Deutschland

IAA: Grüne lassen Klimademo bei Polizeigewalt im Stich

Am Samstag demonstrierten bis zu 25.000 Menschen gegen die Internationale Automobilausstellung (IAA) in München. Als die Polizei die Demo attackierte, machten sich die Grünen und die NGOs aus dem Staub.

IAA: Grüne lassen Klimademo bei Polizeigewalt im Stich
flickr Sand im Getriebe

Vollmundig verkündete der Verein Campact bei den Protesten gegen die IAA, dass sie solidarisch seien mit Aktionen des zivilen Ungehorsams. Dabei lobten sie auch den Block von „Sand im Getriebe“ – unter diesem Namen demonstrierten hunderte Aktivist:innen in weißen Schutzanzügen, die aus allen Teilen Deutschlands angereist waren. .

Ebendiesen Teil der Demonstration griff die Polizei mit Schlagstöcken und Pfefferspray an. Der Vorwand war, dass Aktivist:innen auf Bäume geklettert waren, um Transparente auszubreiten (Mehr dazu in unserem Live-Ticker). Etwa eine Stunde lang stoppte die Polizei diesen Teil des Demonstrationszuges und nahm Aktivist:innen in Gewahrsam.

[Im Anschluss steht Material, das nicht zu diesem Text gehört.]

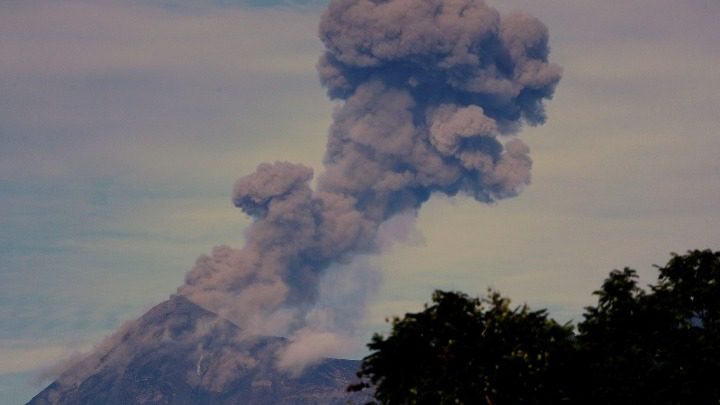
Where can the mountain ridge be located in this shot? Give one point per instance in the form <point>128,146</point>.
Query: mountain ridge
<point>180,353</point>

Insgesamt gab es über das Wochenende 87 Fest- oder Ingewahrsamnahmen, den Großteil davon bei Blockaden am Freitag. Besonders skandalös war auch, dass fünf Journalist:innen zeitweise festgehalten wurden, einem Berichterstatter der TAZ wurde gar nach einer Gewahrsamnahme vorübergehend das Betreten der IAA-Flächen verboten – ein schwerer Eingriff in die Pressefreiheit. Mindestens neun Personen waren nach Blockadeaktionen bis Sonntagabend in Haft. Diese repressive Maßnahme wurde erst durch das 2016 neu gefasste bayerische Polizeiaufgabengesetz ermöglicht.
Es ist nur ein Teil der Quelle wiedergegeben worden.